Image result for book about nuclear war monkeyMy most vivid memory of that week at Holden was deep-seated fear about the future of the world. I had read The Hundredth Monkey, a parable by Ken Keyes Jr., about the devastating effects of nuclear war on the planet. At the young age of 18, I convinced myself that I didn't want to bring children into a world of such uncertainty and danger.

But over the years, things improved. The cold war thawed, and future presidents seemed less prone to threatening nuclear catastrophe. Countries collaborated to create multilateral nonproliferation nuclear treaties. I began to relax a bit more. The nuclear threat did not go away, but it was less of a huge fear for me...even after visiting Hiroshima in the late 1980s. And as you know, I went on to have three children. And I have not been terribly worried about them being drafted into military service and being sent off to war. Until now.

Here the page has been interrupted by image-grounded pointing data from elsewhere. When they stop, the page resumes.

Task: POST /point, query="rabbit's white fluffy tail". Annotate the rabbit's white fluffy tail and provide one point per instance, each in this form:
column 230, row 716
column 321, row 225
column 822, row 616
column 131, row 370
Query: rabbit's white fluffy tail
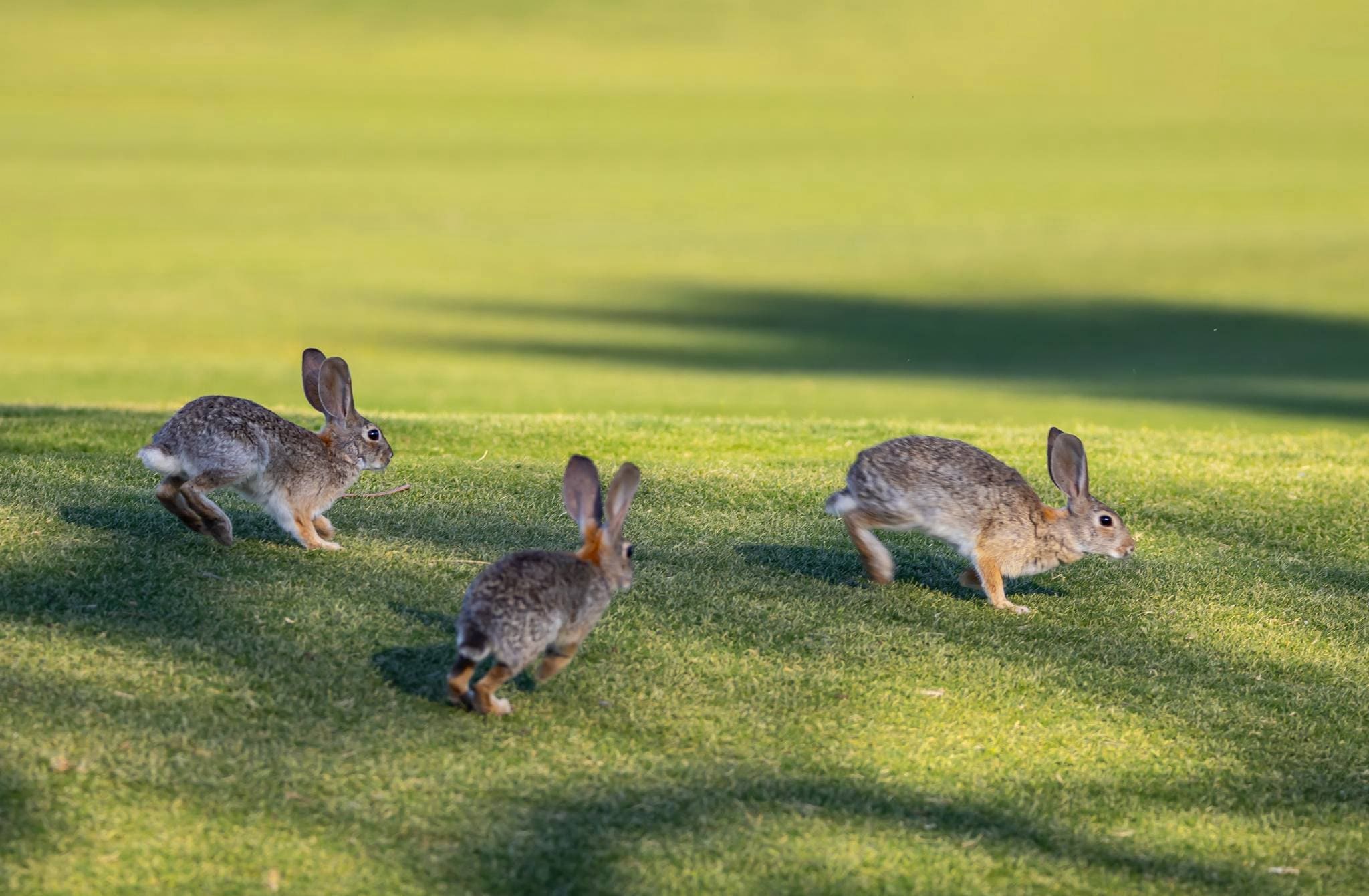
column 840, row 504
column 159, row 461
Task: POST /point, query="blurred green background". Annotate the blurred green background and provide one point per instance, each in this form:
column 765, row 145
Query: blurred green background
column 1139, row 214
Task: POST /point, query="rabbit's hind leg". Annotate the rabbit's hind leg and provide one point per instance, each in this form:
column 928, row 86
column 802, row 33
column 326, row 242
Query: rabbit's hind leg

Yesterday in the charade that passed for a press conference, "President" Trump lightly threatened a little nuclear holocaust. At the same time, he's destroying years of gentle diplomacy in highly volatile parts of the world, fanning the flames of terrorism by disenfranchising and badmouthing the Muslim religion, rejecting the "least of these" at our borders, fearmongering, bullying and insulting people left and right, and thumbing his nose to the rest of the world. While he is in Putin's pocket, at the same time Putin is pushing his luck to see how far he can go until Trump explodes. It's terrifying.
Quote from this week's press conference

And for the first time since I was a teen, I'm scared of the nuclear threat once again. It's more powerful than ever, as Trump taunted. A nuclear war could decimate hundreds of cities around the world and put any survivors into a horrific world like the ones I've read about in my dystopian novels. I think I'd rather die than endure that.

And it was mere weeks ago when these people lived in the White House:


Praying that we all survive this dictator wannabe and his trigger-happy threats.